Cabbage can be cooked in any number of ways, as long as it involves boiling it in coconut milk. You can shred the cabbage then boil it in coconut milk. You can tie the cabbage in knots, then boil it in coconut milk. You can toss it stem and all in the boiling coconut milk. Technically, I suppose you could boil it in water, but that is just a waste of the potential to use coconut milk. I have had it baked once. I have had it fried once. (That is of course discounting the ways that I find to cook it. I find myself inspired to new heights of creativity some nights. It is amazing what I kind find to entertain myself some days.)

The diet here is generally vegetarian. Meat is reserved for special occasions. Of course, there is a special occasion about once a week if you know enough people. The occasions that are worth slaughtering something include weddings, funerals, holidays and “special occasions” like having a Peace Corps Volunteer arrive in the village.

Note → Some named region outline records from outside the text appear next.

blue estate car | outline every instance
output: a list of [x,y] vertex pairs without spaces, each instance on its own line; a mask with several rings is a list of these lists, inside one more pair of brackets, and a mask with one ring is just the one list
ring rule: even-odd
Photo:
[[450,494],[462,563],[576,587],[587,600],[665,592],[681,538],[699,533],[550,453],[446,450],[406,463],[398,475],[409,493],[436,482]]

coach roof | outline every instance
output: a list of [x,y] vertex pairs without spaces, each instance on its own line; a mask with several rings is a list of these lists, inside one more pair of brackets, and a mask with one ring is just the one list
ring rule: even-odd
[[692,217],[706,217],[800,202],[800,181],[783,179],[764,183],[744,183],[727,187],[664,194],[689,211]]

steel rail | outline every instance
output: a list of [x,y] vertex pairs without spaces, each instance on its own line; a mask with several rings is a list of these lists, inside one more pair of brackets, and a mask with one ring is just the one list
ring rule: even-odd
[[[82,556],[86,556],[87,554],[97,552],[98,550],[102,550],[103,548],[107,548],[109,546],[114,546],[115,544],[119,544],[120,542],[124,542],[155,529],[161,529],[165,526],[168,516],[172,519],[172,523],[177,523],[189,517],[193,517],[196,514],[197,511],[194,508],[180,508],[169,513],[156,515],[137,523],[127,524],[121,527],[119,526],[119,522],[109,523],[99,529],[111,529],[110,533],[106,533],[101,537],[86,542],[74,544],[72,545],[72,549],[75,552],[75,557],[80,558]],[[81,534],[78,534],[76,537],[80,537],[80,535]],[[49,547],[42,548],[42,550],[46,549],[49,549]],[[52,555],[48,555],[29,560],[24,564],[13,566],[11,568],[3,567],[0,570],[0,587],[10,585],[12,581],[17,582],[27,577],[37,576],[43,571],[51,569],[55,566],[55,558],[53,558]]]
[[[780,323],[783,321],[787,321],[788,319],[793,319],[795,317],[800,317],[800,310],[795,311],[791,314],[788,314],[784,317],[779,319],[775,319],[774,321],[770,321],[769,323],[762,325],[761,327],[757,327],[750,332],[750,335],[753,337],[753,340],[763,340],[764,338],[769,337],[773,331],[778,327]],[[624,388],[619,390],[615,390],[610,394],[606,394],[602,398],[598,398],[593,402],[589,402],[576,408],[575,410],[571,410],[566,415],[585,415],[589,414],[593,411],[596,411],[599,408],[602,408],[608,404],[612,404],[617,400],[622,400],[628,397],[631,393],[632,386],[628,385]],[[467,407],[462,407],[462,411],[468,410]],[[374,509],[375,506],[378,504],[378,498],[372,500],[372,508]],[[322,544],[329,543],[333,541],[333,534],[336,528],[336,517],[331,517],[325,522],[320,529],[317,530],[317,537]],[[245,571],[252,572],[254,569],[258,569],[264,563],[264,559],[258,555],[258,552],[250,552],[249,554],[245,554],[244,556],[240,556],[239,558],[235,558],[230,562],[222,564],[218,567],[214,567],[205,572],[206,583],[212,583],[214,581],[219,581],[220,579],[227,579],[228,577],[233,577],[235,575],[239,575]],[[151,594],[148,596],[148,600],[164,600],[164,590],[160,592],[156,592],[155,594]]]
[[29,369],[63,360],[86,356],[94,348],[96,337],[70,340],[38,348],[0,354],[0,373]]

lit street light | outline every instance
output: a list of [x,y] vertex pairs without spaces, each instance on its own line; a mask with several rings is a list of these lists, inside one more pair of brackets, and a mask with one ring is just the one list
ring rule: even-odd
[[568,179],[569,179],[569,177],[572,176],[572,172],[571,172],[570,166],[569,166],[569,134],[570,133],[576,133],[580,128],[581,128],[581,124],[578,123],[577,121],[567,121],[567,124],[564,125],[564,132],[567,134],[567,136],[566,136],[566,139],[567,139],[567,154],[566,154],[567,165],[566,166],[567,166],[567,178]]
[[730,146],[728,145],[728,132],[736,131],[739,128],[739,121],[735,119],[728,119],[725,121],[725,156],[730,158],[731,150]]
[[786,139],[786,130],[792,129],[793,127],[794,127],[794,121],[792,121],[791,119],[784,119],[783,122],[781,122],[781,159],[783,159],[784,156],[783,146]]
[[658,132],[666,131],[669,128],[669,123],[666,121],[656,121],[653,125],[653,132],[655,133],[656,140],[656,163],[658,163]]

The meat is usually roasted or baked, though chicken is often boiled as well. I’ve heard from the more omnivorous people in my life that the chicken is meatless and tough but the beef is rich, beefy and delicious. The pig seems to vary.

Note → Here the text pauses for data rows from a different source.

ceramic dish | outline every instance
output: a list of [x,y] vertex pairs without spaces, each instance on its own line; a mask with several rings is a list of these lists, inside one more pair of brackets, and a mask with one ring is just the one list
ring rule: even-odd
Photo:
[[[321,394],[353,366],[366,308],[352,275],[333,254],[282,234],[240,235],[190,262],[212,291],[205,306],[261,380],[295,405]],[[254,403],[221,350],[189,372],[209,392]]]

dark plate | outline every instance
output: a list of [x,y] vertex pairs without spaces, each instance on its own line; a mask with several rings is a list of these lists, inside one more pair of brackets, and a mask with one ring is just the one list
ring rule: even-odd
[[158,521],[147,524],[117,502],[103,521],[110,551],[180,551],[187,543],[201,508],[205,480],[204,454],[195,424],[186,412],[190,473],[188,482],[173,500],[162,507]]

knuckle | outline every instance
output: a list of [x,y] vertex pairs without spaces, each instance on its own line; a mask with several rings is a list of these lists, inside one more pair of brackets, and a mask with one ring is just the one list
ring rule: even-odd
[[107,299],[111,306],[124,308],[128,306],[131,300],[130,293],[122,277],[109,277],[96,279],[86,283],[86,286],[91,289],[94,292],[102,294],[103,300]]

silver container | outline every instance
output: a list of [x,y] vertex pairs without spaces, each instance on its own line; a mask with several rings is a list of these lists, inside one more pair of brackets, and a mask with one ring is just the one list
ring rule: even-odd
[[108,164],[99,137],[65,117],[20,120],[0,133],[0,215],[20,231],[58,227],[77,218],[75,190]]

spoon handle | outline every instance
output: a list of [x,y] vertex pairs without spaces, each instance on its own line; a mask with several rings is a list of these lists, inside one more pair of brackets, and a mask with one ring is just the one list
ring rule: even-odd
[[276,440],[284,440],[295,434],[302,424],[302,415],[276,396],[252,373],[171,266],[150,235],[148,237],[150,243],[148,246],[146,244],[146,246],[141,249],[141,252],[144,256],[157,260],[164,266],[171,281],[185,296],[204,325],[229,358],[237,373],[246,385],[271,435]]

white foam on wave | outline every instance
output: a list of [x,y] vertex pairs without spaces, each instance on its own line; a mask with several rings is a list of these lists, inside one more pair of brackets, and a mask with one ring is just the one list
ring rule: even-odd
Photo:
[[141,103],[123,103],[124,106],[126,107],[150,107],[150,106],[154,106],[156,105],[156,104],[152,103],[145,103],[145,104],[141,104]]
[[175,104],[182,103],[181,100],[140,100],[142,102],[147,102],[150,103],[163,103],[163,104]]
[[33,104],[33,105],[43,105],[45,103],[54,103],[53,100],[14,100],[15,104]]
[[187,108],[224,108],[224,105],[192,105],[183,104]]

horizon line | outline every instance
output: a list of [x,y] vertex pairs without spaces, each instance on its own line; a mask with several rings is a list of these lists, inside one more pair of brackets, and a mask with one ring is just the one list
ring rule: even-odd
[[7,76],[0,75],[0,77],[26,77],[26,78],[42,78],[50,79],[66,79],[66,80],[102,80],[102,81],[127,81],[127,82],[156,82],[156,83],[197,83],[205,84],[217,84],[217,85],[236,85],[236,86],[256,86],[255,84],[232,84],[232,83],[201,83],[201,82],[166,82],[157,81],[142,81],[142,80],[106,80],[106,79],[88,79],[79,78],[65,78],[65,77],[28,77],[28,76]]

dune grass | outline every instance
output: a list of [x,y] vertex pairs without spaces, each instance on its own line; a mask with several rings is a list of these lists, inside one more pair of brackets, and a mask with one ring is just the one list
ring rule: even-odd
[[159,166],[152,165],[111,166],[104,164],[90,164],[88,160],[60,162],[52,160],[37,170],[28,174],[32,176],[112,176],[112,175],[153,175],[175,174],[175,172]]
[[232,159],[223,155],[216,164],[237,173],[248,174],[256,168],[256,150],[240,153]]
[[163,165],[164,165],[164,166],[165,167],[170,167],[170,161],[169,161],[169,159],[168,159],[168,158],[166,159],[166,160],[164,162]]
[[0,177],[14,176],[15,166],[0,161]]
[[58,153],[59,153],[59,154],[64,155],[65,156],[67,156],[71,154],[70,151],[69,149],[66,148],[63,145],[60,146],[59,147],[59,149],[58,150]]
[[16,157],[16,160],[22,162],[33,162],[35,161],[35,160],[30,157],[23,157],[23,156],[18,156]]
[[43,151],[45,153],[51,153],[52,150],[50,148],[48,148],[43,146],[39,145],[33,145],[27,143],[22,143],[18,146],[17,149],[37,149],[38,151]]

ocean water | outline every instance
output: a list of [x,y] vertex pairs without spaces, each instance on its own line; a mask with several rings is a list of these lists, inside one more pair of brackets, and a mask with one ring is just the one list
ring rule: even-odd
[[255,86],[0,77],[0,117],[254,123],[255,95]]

The access to fish depends on the village. Vansemakul doesn’t have a lot of fishermen. We have a reef which is home to a lot of fish, but some of them carry cinqueterra, which is a nasty kind of sick. That is the excuse my village uses for not fishing. The next village over has several men who fish and they eat fish about once a week. Go figure. It was crab season over Christmas and we ate a fair amount of crab. To catch the crabs, they go out at night with a flashlight and wait for something to run across their path in the bush. Then they either catch them or follow them to their burrow and dig out anyone who happens to be home.

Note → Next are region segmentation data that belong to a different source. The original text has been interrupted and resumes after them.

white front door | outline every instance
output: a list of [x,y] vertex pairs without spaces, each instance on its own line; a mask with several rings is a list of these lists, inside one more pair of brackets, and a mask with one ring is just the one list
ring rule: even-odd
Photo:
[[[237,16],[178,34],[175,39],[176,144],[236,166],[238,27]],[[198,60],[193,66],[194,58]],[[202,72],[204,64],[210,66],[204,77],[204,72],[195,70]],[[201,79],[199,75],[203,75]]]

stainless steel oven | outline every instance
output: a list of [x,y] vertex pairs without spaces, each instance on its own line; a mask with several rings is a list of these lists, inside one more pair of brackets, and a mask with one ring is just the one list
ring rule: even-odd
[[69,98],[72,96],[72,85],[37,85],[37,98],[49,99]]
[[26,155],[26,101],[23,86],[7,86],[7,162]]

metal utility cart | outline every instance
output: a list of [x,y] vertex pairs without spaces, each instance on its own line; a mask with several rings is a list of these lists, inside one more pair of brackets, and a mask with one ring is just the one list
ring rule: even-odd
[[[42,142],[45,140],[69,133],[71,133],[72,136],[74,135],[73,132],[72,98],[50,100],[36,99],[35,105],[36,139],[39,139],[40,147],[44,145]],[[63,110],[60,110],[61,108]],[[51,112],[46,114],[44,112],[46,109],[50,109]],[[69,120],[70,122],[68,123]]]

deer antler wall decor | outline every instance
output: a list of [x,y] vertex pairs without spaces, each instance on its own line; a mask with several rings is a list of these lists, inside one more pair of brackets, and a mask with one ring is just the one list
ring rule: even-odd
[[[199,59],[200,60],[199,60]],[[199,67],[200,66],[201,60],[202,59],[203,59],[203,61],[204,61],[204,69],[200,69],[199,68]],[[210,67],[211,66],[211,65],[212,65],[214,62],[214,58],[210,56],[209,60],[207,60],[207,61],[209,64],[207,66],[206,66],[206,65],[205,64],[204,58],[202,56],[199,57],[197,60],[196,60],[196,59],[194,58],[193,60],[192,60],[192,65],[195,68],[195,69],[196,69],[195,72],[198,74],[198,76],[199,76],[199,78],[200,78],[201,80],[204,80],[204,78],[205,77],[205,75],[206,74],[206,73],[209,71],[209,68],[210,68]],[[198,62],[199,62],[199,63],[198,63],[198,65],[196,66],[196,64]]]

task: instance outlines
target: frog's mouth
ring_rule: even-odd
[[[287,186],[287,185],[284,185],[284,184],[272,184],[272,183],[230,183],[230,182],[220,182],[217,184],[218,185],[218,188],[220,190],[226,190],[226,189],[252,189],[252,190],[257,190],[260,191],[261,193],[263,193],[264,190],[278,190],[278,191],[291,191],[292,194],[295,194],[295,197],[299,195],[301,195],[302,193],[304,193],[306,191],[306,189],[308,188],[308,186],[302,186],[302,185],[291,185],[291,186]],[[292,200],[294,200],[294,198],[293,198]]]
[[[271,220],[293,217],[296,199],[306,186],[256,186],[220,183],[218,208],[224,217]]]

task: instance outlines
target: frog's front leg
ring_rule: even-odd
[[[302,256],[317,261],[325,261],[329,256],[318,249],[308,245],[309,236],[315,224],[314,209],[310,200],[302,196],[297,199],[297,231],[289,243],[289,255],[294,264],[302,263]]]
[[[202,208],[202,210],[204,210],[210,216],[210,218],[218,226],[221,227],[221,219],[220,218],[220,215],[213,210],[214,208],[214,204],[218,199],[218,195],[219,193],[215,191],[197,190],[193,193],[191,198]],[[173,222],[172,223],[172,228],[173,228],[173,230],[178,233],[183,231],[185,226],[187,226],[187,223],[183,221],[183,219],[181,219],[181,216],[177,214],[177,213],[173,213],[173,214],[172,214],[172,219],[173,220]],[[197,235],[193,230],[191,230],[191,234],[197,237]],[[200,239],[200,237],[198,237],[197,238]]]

The “white man kakae” (pronounced kaka-ee) that is available on Pentecost is mostly rice, flour and canned fish. Though rice is popular and not terribly expensive, it still costs cash money which is a big deal. It is used a lot, but looked down on as being an inferior food to the root crops while at the same time being praised for being easy to cook and tasting good. People like bread and make a taste fry bread/donut thing called gato from imported flour. It is cheap enough to be a “standard” in most houses and just about everyone can turn out a decent load of bread. (Except me. I’m still working on that.) The canned fish is what I would consider cat food grade. It is everyone’s favorite. Eww.

The last protein possibility is eggs. Though there are chickens everywhere, eggs are hard to come by. The hens are surprisingly wily about laying. For birds that get trapped in boxes, they know where to hide their eggs. Also, people tend to leave them alone because eggs mean more chicks, which means more meat. I prefer the egg form.

Other foods that we’ve eaten include: corn, white onion, spring onion, pineapple, mango, papaya, watermelon, pema peppers, capsicum peppers and green beans. All of those are seasonal and we get them when they are in season. When they go out of season, we got nothing.